Tout ceci dans le non-respect, par la France des principes de dignité et de liberté du régime de Tutelle inscrits dans la Charte l'Organisation des Nations Unies de 1945. La colonisation crée: l’atomisation des âmes et des corps dans un espace clos ; un univers concentrationnaire où l’absence de liberté de pensée et d’autonomie sont la règle ; un engrenage où le référent extérieur est devenu l’unique modèle ; la création progressive du non-être et de la subordination ad eternam des Africains.

Soulignons que les autres intérêts du rapport de cette commission sont la déclassification des archives (ce qui permettra aux chercheurs de travailler de manière plus sereine) et l’indication de l’introduction dans les programmes scolaires de cette histoire.

Dans ce rapport, c’est aussi la reconnaissance des travaux pionniers d’Achille Mbembé sur l’UPC (Union des populations du Cameroun) et la lutte d’indépendance ou de Mongo Beti enseignant et écrivain camerounais sur la violence coloniale, le néocolonialisme et la françafrique qui a notamment écrit “la France contre l’Afrique”.

Il faut rappeler que cette guerre contre les défenseurs de la liberté et de l’autonomie des peuples est faite après la fin de la seconde guerre mondiale 1945 durant laquelle les Africains se sont sacrifiés pour la mère-patrie.

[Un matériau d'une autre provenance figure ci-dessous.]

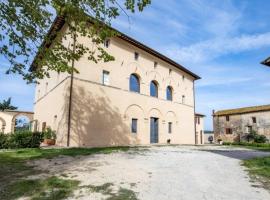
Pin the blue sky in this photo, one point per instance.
(222, 41)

Des responsabilités camerounaises

Si les auteurs du rapport ont raison d’affirmer qu’il n’y a pas de vérité historique alternative, 'les faits, rien que les faits ', indiquant que le travail commun a permis " de parer aux analyses parfois trop binaires de l’histoire de la guerre du Cameroun" (p. 15), il ne faut pas oublier que " la main qui donne est toujours au-dessus de la main qui reçoit" ou encore les effets de la "fracture coloniale". D’autant plus que les auteurs du rapports souhaitent "participer au travail de mémoire et de réconciliation".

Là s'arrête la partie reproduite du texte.